「クラウド化する世界」
<1> ビジネスモデル構築の大転換
ニコラス・G.カー /村上彩 2008/10 翔泳社 単行本 313p 原書
The Big Switch: Rewiring the World, From Edison to Google
2008/1
Vol.2 No.539 ★★★★★
★★★★★
★★★☆☆
日本ではクラウド・コンピューティングと言う単語が流行語化しそうになっているので、この「クラウド化」というタイトルがついているのだろうが、原書のタイトルは「The Big Switch」だ。サブタイトルも「ビジネスモデルの構築の大転換」という日本語版に対して、原書のほうは「Rewiring the World, From Edison to Google」である。一冊の本でも社会の在り方によって、受け取られ方が大きく違う。
クラウド・コンピューティングのクラウドとは雲の上ということであり、いわゆる「ウェブ進化論」の中でいわれた「あっち側」と同義ととらえてもいいのだろう。巨大なスーパーコンピュータに対して登場したパーソナル・コンピューター。一時的に個人の手に渡ったと思われた人類最大の発明コンピュータは、インターネット・ネットワーキングによって、さらに進化した。個人にきわめて身近な存在になりつつ、クラウド化してブラックボックス化し、なお限りなく遠くへ行ってしまうのか。
コンテナとして極度に進化するコンピューティング、集合知として加速度的にインテグラルし続けるコンテンツ。しかし、そこからさらに向こうのコンシャスネスとしてのコンピューティングの真の姿はまだ見えて来たとは言えない。

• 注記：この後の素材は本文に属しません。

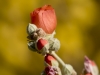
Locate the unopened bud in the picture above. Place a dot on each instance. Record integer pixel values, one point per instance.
(31, 28)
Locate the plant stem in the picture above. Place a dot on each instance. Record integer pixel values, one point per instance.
(58, 58)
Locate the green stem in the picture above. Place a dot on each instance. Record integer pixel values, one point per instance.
(58, 58)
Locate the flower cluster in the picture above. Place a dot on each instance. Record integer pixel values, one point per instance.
(41, 39)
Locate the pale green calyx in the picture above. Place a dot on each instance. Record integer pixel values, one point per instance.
(31, 28)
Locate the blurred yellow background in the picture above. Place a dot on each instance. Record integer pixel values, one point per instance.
(78, 30)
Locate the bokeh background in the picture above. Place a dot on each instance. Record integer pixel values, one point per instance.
(78, 30)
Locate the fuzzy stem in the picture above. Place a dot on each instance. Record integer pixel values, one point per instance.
(58, 58)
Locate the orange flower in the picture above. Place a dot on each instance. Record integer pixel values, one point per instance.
(44, 18)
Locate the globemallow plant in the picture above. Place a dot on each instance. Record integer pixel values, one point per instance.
(41, 33)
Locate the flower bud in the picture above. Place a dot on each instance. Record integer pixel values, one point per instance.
(52, 70)
(90, 67)
(54, 44)
(31, 28)
(44, 18)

インターネットは、情報処理機械を接続するだけではない。それは人々をも接続する。インターネットは我々を相互に接続し、我々とコンピュータを接続する。我々の知能はソフトウェアコードやマイクロチップに組み込まれていく。我々がオンライン化するときに、我々はインターネット上のノードとなる。これは単なる比喩ではない。それは、ハイパーリンク構造を反映したものであり、その構造がウェブと、我々がうェウを利用するやり方を最初から規定していたのである。インターネットと、インターネットに接続されたすべての装置は、我々のコマンドに反応するだけの受動的なコンピュータではないあ。それは考えるコンピュータである。たとえ初歩的なものにせよ、我々の考えと要求を積極的に集めて分析する。オンライン上で行う選択を通じて、我々が表明する考えと要求ーそれは、何を行い、どこへ行き、誰と話し、何をアップロードしてダウンロードするか、どのリンクをクリックして、どのリンクを無視するか、ということである。 p260
なにもプログラマーと気負うこともない。我々が日々キーボードからインプットし、アウトプットしている行為自体が、巨大コンピュータを賢くし続けているのだ。

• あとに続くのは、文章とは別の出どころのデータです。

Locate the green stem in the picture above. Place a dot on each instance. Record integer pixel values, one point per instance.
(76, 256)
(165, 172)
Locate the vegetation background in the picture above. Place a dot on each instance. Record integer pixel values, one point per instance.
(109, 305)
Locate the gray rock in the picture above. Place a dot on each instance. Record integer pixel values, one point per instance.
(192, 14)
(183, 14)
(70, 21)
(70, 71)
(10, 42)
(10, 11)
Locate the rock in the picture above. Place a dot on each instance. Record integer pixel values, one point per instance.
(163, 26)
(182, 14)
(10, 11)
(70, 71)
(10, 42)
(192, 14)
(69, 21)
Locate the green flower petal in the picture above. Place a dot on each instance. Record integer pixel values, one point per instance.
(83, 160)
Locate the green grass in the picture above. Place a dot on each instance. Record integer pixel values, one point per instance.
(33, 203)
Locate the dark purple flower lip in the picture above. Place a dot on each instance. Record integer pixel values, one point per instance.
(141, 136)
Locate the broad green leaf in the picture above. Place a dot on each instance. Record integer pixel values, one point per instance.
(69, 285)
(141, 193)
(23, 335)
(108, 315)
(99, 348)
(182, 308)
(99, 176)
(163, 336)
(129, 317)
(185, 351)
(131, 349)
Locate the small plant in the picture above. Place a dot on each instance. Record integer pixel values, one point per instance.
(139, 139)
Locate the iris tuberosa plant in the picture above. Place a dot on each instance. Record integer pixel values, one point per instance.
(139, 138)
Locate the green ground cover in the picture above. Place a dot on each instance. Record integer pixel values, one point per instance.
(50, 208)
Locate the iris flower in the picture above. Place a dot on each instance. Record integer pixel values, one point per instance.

では、私たちの頭脳はどうなるのか。我々がインターネットの巨大な情報倉庫を、自分自身の記憶の延長あるいは代用品としてますます過大に依存するにつれて、我々の思考方法も変化するのだろうか。我々が自分自身を理解し、自分と世界との関係を理解する仕方は変化するのだろうか。我々がより多くの知的情報をウェブに投入するにつれて、我々個人もより知的になるのだろうか、あるいは知性を失うのだろうか。 p271
コンピュータは我々の思考をつないで、スケールやスピードでは遥かに我々を凌駕するだろうが、知性のレベルでは我々を超えていくことはないのではないだろうか。そしていつか、かならず問題になるのが、コンピュータと人間の霊性との比較だ。コンピュータに死という概念はないが、人間にはほぼ唯一の絶対的価値基準としての死がある。
霊性といったりコンシャスネスといったり、スピリチュアリティといったりして、統一感はないが、どれほどコンピューティングがクラウド化しても、越えられないものが、このいわゆるコンシャスネスだ。あるいは、この部分以外は、クラウド・コンピュータがやり遂げてしまうだろう。 この本は、地球上の現状を理解するには役立つが、コンシャスネスについての足がかりになってくれているとは言い難い。